Data Overload: Why Marketers Need to Focus on Data Quality, Not Quantity

The unquenchable thirst for customer data is driven by a fallacy

Meet one-on-one with ADWEEK–curated partners to help identify and solve key business challenges. Apply for ADWEEK Connect, the innovative virtual networking program.

The epiphany of the 2010s technological era was that people are streams of data. Likes, dislikes, families, friends, hobbies, jobs—everything that makes up a full life is just data awaiting capture, now amenable to all kinds of sophisticated techniques to maximize the likelihood of a desired action. In 2024, it’s rare that a corporation isn’t applying significant effort to dip its spoon steadily deeper into the river of consumer data. 

This unquenchable thirst for customer data is driven by the fundamental belief that more data leads to better data models, which can drive efficiency and more revenue. This, however, is false. Not only does more data not always lead to better models, but it can actually degrade the model’s power and explainability. The advertising industry is suffering from data overload—making us less effective and causing us to lose the trust of the customers we market to. 

The data snapshot 

Even if all external restrictions were lifted and we could gather from all the data sources we wanted, a smart marketer recognizes that we should restrain ourselves for a more fundamental reason: Much of our data is highly correlated, making it nearly useless. 

To understand this, imagine you are a photographer standing an arm’s length from a skyscraper. You can’t step back to get the whole building in one picture; instead, you take many pictures from different positions and angles around the building to stitch them together and make a composite photograph of the whole building.

In this example, each picture is a new source of data we’re adding to our model, the reconstruction of the full building. As long as each individual snapshot is of a different part of the building, it’s easy to fit them together to get a full view. However, with highly correlated data, our pictures overlap, depicting the same part of the building multiple times. It’s much, much harder to be accurate in this case. 

No matter how many pictures you take, if the information content of each new one is low, your model cannot improve.

Think smaller, build smarter 

So, if we cannot wait to deepen our dataset, and if gathering all available data can weaken our results, how then do we build accurate, explainable, and ethical models to advertise to our customers better? 

The answer is to think smaller. Avoid the temptation to build “One Big Model” and instead build several smaller purpose-built ones that work together. 

As AI becomes a larger part of the marketing tech stack, and terms like “training data” and “fine-tuning” become part of the lingua franca, one that should become similarly familiar is “feature selection.” Feature selection lives in that all-important but often overlooked space between gathering all the data and starting to train a model with it. It is the name for a collection of tools, techniques, and heuristic principles that are used to better understand the data and its value to the model before training even begins. 

Conversion attribution might be the fundamental problem of advertising. Last-click attribution’s flaws are well known—building a good multi-touch attribution model is still an art form that takes a lot of time, knowledge, and care. AI can help uncover the full impact of media on sales or other downstream metrics. It is well known that factors beyond just advertising spend need to be taken into account to properly quantify the return on investment. Overall economic health, brand awareness, local household income, and population density are just some of the data an AI can have access to in order to answer this question. In fact, the savvy marketer will want to drill down even further and look at an individual consumer’s credit card history, their interests as revealed by internet activity, their age, gender, race, etc. There’s no shortage of possible factors that might influence a particular group of consumers to convert. 
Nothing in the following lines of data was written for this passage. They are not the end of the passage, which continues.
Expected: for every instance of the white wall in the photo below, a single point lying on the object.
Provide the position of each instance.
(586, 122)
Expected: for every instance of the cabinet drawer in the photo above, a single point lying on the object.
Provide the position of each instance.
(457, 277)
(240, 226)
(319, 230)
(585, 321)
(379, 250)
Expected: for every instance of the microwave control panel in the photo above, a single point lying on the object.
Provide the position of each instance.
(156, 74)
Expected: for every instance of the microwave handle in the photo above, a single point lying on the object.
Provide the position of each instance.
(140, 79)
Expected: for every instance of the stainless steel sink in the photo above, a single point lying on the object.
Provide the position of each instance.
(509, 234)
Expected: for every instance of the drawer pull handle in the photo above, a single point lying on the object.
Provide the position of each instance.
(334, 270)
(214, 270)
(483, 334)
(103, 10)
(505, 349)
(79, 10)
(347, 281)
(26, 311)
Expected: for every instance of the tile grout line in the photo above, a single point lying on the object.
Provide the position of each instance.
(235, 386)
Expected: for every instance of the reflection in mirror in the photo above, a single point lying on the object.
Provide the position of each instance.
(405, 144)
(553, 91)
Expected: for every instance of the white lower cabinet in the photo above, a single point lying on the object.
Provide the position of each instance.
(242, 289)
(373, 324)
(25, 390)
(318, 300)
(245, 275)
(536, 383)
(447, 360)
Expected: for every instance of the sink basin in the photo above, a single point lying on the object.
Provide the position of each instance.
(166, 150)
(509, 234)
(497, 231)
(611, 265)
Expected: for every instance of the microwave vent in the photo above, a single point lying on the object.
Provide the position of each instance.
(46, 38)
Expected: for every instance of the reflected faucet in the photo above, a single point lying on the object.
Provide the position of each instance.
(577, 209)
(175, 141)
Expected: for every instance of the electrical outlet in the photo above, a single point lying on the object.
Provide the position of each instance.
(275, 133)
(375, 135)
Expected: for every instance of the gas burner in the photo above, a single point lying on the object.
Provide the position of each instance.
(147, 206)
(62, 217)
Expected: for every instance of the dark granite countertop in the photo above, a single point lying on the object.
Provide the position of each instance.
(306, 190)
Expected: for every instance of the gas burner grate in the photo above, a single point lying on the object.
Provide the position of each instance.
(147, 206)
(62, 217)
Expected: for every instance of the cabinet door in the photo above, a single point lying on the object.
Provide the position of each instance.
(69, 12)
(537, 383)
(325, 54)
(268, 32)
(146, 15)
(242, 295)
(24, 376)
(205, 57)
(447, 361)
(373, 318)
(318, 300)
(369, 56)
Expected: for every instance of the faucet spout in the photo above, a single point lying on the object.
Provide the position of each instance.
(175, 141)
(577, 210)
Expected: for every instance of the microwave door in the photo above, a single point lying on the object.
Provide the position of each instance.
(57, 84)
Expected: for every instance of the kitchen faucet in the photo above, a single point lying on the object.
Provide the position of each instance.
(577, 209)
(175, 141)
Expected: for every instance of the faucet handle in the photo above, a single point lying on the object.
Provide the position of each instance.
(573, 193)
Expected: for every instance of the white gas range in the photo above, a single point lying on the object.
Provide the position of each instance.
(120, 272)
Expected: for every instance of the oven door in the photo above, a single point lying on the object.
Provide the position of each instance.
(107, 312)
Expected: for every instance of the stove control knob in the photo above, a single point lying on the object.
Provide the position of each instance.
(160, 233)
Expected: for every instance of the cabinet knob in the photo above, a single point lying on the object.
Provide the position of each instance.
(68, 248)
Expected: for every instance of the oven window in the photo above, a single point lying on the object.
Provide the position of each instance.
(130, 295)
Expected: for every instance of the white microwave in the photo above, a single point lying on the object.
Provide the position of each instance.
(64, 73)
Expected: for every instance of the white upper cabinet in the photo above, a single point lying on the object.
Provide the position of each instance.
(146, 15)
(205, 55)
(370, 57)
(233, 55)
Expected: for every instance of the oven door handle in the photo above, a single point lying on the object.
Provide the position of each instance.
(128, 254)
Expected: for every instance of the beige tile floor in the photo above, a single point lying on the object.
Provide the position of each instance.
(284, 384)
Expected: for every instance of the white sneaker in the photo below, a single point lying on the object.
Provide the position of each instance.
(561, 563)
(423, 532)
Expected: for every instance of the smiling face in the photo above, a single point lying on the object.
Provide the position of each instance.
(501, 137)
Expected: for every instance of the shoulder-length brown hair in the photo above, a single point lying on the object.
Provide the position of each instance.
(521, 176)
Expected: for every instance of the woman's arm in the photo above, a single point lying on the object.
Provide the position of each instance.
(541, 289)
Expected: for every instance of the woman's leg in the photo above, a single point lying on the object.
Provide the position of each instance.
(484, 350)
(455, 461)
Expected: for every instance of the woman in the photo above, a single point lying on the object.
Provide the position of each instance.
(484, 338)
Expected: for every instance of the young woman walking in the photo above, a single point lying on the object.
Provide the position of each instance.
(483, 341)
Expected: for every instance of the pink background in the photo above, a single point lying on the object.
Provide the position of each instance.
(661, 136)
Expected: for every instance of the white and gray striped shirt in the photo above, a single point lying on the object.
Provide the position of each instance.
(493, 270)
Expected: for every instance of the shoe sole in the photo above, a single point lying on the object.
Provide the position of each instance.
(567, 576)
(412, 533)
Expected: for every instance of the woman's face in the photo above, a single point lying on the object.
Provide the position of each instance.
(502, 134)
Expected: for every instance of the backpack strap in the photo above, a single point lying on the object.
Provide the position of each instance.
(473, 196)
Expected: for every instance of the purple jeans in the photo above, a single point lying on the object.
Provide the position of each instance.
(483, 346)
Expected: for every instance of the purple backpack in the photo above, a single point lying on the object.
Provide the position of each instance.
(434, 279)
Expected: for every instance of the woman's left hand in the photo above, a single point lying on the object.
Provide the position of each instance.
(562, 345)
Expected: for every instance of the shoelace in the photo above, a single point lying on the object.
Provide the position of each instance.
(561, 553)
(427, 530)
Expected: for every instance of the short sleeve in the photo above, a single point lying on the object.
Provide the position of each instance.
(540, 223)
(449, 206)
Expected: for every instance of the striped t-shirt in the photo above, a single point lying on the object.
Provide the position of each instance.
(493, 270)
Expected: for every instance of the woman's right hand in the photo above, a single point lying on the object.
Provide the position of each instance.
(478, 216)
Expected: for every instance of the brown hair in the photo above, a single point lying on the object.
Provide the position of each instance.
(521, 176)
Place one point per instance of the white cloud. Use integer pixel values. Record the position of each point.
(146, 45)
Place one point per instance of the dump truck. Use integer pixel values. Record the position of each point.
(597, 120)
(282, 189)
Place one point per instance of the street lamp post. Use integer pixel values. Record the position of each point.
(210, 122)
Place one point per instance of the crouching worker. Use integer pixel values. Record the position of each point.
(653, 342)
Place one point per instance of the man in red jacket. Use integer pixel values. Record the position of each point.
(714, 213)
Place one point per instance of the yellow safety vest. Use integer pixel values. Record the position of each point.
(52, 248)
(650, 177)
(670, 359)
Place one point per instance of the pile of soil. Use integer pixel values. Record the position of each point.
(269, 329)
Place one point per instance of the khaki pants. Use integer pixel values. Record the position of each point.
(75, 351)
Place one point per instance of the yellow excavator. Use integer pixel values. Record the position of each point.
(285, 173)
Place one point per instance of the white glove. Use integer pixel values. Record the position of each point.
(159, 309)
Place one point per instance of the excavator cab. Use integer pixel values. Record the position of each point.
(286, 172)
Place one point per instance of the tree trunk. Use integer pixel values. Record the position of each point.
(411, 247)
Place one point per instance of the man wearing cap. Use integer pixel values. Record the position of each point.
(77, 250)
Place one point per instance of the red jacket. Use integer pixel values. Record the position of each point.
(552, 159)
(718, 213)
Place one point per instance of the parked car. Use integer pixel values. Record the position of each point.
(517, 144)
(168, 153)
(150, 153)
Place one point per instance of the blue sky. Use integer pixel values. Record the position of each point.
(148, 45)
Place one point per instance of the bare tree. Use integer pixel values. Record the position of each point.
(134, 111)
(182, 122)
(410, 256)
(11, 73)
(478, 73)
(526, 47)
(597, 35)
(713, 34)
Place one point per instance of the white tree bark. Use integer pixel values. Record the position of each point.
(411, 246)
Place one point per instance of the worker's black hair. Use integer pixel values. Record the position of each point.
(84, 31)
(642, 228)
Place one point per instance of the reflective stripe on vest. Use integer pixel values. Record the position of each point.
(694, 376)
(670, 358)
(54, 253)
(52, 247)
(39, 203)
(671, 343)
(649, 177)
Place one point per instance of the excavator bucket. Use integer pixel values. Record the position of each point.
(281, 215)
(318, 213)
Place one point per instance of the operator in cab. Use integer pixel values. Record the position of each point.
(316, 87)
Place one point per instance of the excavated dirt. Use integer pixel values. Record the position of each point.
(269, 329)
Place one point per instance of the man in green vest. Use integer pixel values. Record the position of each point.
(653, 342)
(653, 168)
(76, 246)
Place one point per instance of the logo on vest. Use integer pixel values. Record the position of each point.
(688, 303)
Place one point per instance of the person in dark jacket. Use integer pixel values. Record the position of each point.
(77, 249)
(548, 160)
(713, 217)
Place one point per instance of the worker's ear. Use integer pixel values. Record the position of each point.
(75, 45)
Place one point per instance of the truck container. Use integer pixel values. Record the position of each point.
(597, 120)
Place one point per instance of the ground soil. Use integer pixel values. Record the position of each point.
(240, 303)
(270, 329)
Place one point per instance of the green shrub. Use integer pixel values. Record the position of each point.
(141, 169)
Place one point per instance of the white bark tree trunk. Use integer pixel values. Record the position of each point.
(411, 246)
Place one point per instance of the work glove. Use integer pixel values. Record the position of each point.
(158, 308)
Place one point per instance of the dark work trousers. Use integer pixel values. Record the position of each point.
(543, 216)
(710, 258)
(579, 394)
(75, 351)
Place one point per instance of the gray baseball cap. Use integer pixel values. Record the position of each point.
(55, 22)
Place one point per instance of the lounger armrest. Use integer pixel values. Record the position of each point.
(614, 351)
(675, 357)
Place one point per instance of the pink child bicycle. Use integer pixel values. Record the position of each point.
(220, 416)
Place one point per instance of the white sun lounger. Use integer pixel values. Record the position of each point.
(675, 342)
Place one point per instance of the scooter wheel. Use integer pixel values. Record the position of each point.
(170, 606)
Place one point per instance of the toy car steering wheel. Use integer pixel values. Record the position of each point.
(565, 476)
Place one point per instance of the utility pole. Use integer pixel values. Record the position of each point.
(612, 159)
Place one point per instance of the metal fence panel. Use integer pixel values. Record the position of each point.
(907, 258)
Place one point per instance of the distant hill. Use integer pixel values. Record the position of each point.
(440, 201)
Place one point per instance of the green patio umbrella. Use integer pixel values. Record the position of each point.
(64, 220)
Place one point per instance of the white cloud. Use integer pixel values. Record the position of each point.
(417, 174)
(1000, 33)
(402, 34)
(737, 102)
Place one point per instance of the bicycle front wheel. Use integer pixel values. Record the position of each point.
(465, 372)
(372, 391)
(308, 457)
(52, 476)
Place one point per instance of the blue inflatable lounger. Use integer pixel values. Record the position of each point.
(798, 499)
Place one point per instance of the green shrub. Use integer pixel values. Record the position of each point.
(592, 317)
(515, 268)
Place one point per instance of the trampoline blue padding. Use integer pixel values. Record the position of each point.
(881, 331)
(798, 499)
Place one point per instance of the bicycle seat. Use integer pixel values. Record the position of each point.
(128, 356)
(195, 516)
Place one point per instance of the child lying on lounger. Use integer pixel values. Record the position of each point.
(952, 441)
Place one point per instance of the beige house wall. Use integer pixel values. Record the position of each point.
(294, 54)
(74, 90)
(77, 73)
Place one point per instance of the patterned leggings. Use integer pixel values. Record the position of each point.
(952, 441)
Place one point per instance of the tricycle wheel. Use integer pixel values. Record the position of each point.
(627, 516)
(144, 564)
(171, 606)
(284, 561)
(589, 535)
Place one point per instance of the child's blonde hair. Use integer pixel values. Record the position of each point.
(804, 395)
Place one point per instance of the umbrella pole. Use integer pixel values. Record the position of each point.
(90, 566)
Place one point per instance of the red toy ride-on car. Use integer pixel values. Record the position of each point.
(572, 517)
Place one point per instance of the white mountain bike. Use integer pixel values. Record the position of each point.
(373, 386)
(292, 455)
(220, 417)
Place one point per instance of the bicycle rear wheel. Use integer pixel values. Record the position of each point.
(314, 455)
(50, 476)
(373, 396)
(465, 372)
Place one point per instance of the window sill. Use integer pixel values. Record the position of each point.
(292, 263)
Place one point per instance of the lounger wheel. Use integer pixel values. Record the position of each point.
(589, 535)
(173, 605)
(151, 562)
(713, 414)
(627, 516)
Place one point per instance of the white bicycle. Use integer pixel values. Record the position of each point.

Feature engineering helps us sort through this overabundant data, picking out just what is most important for the task at hand. Well-understood techniques like principal component analysis and variable importance analysis will quantify how much our data can explain the observed sales and rank the contribution of each of the sources. Thus, instead of demanding all of this data from consumers, which can be hard to acquire and comes with overhead costs, we build a model that is just as powerful on the selected, most impactful data sources that are identified during our feature selection process.

Marketers must take better advantage of the readily available feature selection tools to use AI in an ethical and stable way. Consumers are becoming savvier about the value of their data and demand care and transparency in how it is being used. Thankfully, research into feature selection over the last decade or so has produced many sophisticated tools beyond covariance matrix inspection and principal component analysis to produce slimmer, sleeker, better-performing models with only the most relevant data. Just as the post-model interpretation tools can provide transparency to consumers, feature selection demonstrates the care taken to make responsible use of the data collected. 

Data overload may only exist in its current form for a relatively short period, and the crest of the wave of data availability may already be receding. Ad blocker usage is at its highest rate ever in 2024, data privacy laws are being adopted state by state in the U.S., and consumers trust marketers to use their data responsibly less and less—a staggering 60% of consumers believe companies are misusing their data. It is thus more important than ever to resist the pull toward data overload and cleverly employ feature selection techniques to build smart, responsible, and effective models for our clients.